Biografia di Miguel de Unamuno

Nato a Bilbao nel 1864, Miguel de Unamuno è stato uno dei massimi esponenti della letteratura spagnola, nonché figura chiave della Generazione del ’98, il movimento legato al modernismo letterario. Frequentò l’Universidad Central de Madrid, dove approfondì gli studi di filosofia e letteratura, concludendo il percorso accademico nel 1883. Successivamente conseguì il dottorato con una tesi intitolata “Critica del problema sobre el origen y prehistoria de la raza vasca“, nella quale esponeva argomentazioni critiche nei confronti del nazionalismo basco e delle sue teorie sulla razza. La sua produzione letteraria è vasta: come poeta e drammaturgo si ispirò spesso alla figura di Don Chisciotte, che per lui incarnava l’idealismo umano (tema centrale in “Vita di Don Chisciotte e Sancho“). Scrisse anche saggi religiosi come “La mia religione” e, infine, il suo romanzo cardine, “Niebla” (Nebbia), in cui affronta il mistero della fede attraverso un audace parallelismo tra Dio e l’uomo. Dopo una brillante carriera che lo vide rettore universitario e professore, si spense a Salamanca nel 1936.

“Niebla”: il capolavoro di Unamuno

Pubblicato nel 1914, Niebla non è un semplice romanzo, ma il manifesto di un nuovo genere: la “Nivola“. Il titolo stesso racchiude un significato profondo, legato alla percezione che il protagonista, Augusto Pérez, ha della propria esistenza. Uno dei temi portanti dell’opera è infatti quella “nebbia” di eventi, positivi e negativi, che offusca la visione della vita, tanto per il personaggio quanto per l’autore stesso.

La “Nivola”: genesi di un nuovo genere letterario

Ritenendo che Niebla non potesse rientrare nei canoni rigidi del romanzo tradizionale (“Novela“), Unamuno coniò il neologismo “Nivola“, fusione linguistica tra il termine classico e il titolo della sua opera. Questo genere si configura come un romanzo esistenziale drammatico, caratterizzato da una struttura che mescola stili e generi differenti. La Nivola riflette la confusione della vita reale attraverso una forma mista e spontanea, abbandonando gli elementi descrittivi del romanzo classico per dare assoluta priorità al dialogo tra i personaggi. La narrazione non è affidata a una voce onnisciente, ma adotta un punto di vista soggettivo, interno ai protagonisti. Il cuore pulsante di questo stile è l’indagine sulla fede, attuata attraverso un dialogo meta-letterario tra la creatura (il protagonista) e il creatore (l’autore, simboleggiante Dio).

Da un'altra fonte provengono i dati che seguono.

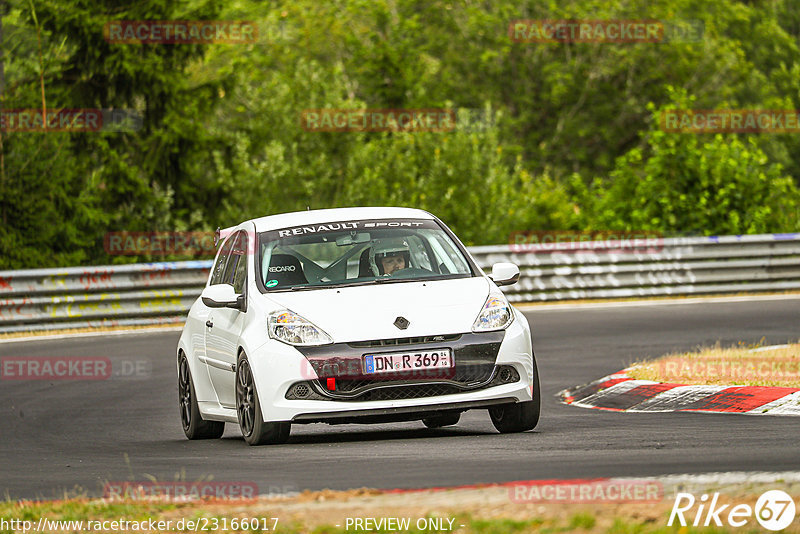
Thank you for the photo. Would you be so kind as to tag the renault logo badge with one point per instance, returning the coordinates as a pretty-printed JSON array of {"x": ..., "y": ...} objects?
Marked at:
[{"x": 401, "y": 323}]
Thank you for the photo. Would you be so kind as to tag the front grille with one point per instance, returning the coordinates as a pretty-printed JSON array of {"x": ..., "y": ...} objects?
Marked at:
[
  {"x": 404, "y": 341},
  {"x": 408, "y": 392}
]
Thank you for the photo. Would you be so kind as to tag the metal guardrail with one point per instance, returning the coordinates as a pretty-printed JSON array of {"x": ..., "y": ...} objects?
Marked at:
[{"x": 156, "y": 293}]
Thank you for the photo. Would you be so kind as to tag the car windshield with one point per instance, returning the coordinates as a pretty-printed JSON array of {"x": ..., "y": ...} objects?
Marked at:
[{"x": 358, "y": 252}]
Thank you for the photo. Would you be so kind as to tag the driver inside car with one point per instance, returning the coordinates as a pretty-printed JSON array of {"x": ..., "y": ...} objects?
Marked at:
[{"x": 390, "y": 256}]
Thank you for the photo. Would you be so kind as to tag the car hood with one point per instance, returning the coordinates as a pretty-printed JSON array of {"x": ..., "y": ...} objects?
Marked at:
[{"x": 363, "y": 313}]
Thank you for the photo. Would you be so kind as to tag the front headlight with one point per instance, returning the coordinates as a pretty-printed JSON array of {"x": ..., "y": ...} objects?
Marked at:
[
  {"x": 292, "y": 329},
  {"x": 495, "y": 315}
]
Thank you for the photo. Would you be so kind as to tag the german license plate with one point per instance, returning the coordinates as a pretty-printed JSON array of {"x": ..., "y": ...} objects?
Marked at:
[{"x": 408, "y": 361}]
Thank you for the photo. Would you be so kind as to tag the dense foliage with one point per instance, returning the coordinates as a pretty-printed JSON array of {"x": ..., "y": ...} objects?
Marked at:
[{"x": 564, "y": 136}]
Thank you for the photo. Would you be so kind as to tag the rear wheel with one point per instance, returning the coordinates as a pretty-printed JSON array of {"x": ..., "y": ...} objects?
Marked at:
[
  {"x": 248, "y": 409},
  {"x": 193, "y": 424},
  {"x": 438, "y": 421},
  {"x": 521, "y": 416}
]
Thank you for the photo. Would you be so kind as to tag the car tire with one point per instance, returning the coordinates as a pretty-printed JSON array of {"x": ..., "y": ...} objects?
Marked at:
[
  {"x": 194, "y": 426},
  {"x": 255, "y": 430},
  {"x": 520, "y": 416},
  {"x": 438, "y": 421}
]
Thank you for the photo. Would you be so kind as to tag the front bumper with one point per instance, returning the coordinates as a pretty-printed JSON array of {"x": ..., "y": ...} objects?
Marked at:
[{"x": 277, "y": 367}]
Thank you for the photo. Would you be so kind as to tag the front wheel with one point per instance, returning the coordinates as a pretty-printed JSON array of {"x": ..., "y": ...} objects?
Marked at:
[
  {"x": 521, "y": 416},
  {"x": 255, "y": 430},
  {"x": 193, "y": 424}
]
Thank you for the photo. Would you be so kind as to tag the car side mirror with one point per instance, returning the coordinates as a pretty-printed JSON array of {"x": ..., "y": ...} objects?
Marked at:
[
  {"x": 504, "y": 274},
  {"x": 221, "y": 296}
]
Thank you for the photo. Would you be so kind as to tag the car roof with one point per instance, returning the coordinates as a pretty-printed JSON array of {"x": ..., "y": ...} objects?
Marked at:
[{"x": 285, "y": 220}]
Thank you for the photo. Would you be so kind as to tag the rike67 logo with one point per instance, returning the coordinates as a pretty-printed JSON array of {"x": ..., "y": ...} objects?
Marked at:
[{"x": 774, "y": 510}]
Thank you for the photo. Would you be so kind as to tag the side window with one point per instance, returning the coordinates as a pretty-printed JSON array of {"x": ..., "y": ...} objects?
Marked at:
[
  {"x": 219, "y": 267},
  {"x": 240, "y": 275},
  {"x": 237, "y": 261}
]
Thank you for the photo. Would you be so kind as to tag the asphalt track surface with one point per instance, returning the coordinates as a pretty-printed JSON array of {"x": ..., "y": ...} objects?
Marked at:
[{"x": 58, "y": 436}]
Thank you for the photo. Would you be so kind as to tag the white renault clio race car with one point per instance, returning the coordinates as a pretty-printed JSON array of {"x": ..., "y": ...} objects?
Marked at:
[{"x": 352, "y": 315}]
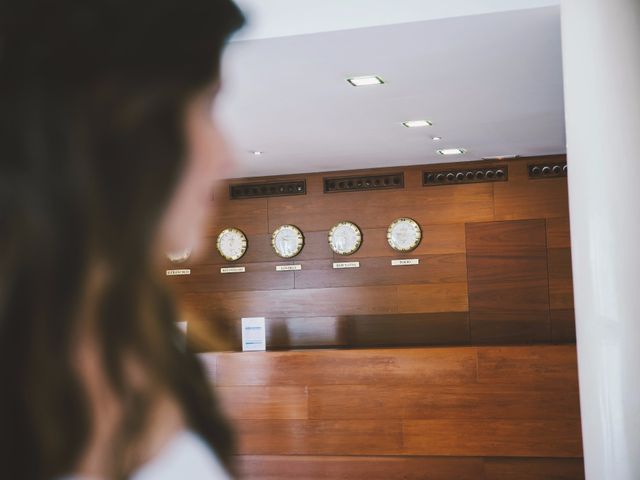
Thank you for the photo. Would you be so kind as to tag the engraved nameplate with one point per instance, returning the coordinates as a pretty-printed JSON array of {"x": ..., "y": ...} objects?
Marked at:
[
  {"x": 287, "y": 268},
  {"x": 232, "y": 269},
  {"x": 405, "y": 261},
  {"x": 179, "y": 271},
  {"x": 346, "y": 264}
]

Trama e intreccio di “Niebla”

La vicenda ruota attorno ad Augusto Pérez, un giovane intellettuale benestante che si invaghisce di Eugenia. Dopo averla vista passare per strada, decide di corteggiarla, sostenuto dai familiari della ragazza che, date le loro difficoltà economiche, vedono di buon occhio il legame. Tuttavia, il corteggiamento fallisce poiché Eugenia è già impegnata con Mauricio. In un gesto impulsivo e generoso, Augusto salda l’ipoteca della giovane a sua insaputa, ma ottiene l’effetto contrario: Eugenia si sente offesa e si allontana ulteriormente. Rassegnato, il protagonista sposta le sue attenzioni su Rosaria, iniziando a dubitare della natura dei suoi sentimenti. Nonostante la confusione, decide di proporsi comunque ad Eugenia che, sorprendentemente, accetta. L’illusione dura poco: a pochi giorni dalle nozze, la ragazza gli invia una lettera annunciando la sua fuga con Mauricio. Devastato, Augusto medita il suicidio, ma prima decide di consultare proprio Miguel de Unamuno, autore non solo di Niebla ma anche di un saggio sul suicidio che il giovane aveva letto. Nel celebre confronto finale, Augusto scopre di essere un personaggio di finzione e che, in quanto tale, non possiede il libero arbitrio per togliersi la vita. Egli sfida il suo creatore, suggerendo che anche Unamuno potrebbe essere soltanto il sogno di un’entità superiore (Dio). Tornato a casa, Augusto “muore” per volere dell’autore, lasciando al suo cane il compito di chiudere il romanzo con un commovente monologo sulla condizione umana.

Il significato profondo dell’opera

L’intento di Miguel de Unamuno è suscitare stupore e profonda riflessione nel lettore. Chi si avvicina al testo finisce per empatizzare con Augusto e le sue disavventure, rendendo ancora più potente il colpo di scena finale. Attraverso la rivelazione della natura fittizia del protagonista, l’autore mette in scena un potente parallelismo teologico: così come Augusto non può decidere della propria morte perché dipende dallo scrittore, l’uomo è impotente di fronte al volere del suo Creatore. Unamuno utilizza la meta-narrazione per sottolineare la potenza divina rispetto alla fragilità e alla mancanza di controllo dell’essere umano sul proprio destino.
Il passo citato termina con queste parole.